Kommentar: Qualcomm setzt die Grätsche zum richtigen Zeitpunkt an

Nicolas La Rocco 40 Kommentare
Kommentar: Qualcomm setzt die Grätsche zum richtigen Zeitpunkt an
Nicolas La Rocco

Mit dem Verkauf von System-on-a-Chips und Modems für Smartphones hat Qualcomm lange Zeit gute Geschäfte gemacht. Die Top 3 der Smartphone-Anbieter ist aber nicht mehr auf Qualcomm angewiesen. Deshalb ist es eine gute Entscheidung gewesen, mit dem Snapdragon 8cx nun ernsthaft das Notebook-Segment und damit Intel anzugreifen.

Dass in einem Top-Smartphone automatisch ein Top-Prozessor von Qualcomm steckt, ist heutzutage bei weitem nicht mehr so in Stein gemeißelt wie vielleicht noch vor ein paar Jahren. Der Markt hat sich zu einem Dreigestirn dominiert von Samsung, Huawei und Apple entwickelt. In der genannten Reihenfolge sind sie laut IDC-Hochrechnung von November für die SoCs in 45 Prozent der weltweiten Smartphone-Verkäufe verantwortlich.

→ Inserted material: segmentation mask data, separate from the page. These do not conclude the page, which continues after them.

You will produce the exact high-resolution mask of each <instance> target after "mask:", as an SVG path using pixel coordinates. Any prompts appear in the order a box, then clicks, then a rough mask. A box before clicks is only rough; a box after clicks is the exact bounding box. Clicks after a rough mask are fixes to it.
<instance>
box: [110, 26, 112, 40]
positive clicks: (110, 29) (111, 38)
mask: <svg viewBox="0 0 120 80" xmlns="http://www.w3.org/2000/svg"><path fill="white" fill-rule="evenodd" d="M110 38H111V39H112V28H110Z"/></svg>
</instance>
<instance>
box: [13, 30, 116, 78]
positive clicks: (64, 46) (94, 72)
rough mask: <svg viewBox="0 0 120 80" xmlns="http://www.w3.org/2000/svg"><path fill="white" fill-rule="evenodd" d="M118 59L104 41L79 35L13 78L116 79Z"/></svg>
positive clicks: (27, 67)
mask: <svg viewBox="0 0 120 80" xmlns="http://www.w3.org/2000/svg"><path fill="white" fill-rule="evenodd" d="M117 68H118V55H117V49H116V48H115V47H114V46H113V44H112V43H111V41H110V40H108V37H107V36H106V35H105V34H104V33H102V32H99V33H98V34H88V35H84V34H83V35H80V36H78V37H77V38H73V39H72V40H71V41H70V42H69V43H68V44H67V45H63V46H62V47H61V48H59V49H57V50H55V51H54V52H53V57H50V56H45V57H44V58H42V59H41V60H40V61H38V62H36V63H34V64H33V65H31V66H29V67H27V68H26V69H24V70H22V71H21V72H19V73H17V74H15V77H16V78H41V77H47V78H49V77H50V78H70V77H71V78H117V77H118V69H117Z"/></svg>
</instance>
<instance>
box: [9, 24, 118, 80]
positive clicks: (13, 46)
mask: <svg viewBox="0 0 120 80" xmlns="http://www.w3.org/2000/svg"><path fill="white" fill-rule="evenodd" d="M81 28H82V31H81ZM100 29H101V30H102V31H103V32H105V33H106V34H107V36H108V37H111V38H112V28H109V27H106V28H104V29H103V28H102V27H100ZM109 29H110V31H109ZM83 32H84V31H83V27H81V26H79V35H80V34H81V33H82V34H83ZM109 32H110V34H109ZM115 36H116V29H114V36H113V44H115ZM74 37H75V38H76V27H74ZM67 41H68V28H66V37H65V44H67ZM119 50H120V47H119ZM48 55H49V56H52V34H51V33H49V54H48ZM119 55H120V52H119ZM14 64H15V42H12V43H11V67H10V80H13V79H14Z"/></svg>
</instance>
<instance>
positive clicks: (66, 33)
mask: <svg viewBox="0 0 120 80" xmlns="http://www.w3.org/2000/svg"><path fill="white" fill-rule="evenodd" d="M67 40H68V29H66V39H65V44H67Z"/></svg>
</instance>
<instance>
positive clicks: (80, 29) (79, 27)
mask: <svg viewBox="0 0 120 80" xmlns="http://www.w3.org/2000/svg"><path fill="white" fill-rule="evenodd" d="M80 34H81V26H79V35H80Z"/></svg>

Samsung, Huawei und Apple bilden allerdings nicht nur die Speerspitze des Smartphone-Marktes, sie vereint auch die Unabhängigkeit von Qualcomm. Zwar bezieht Samsung für gewisse Märkte und Geräte wie Tablets noch Qualcomm-Chips, und Apple verbaut in älteren iPhones noch Qualcomm-Modems, mit Exynos-SoCs und Modems (Samsung), A-SoCs und Intel-Modems (Apple) sowie HiSilicon-SoCs und Modems (Huawei) sind die drei Firmen aber auch ohne Qualcomm gut aufgestellt.

Qualcomm entwickelt für Platz 4 und dahinter

Jedes Jahr im Dezember zeigt Qualcomm aufs Neue mit Produkten wie dem Snapdragon 835, 845 oder dem brandneuen 855 leistungsfähige Chips, die nicht nur auf dem Papier, sondern im Regelfall auch in der Praxis überzeugen. Das Problem von Qualcomm ist mittlerweile aber, dass die drei wichtigsten Smartphone-Anbieter diese Produkte überhaupt nicht mehr benötigen, da sie ihre eigenen Chips entwickeln.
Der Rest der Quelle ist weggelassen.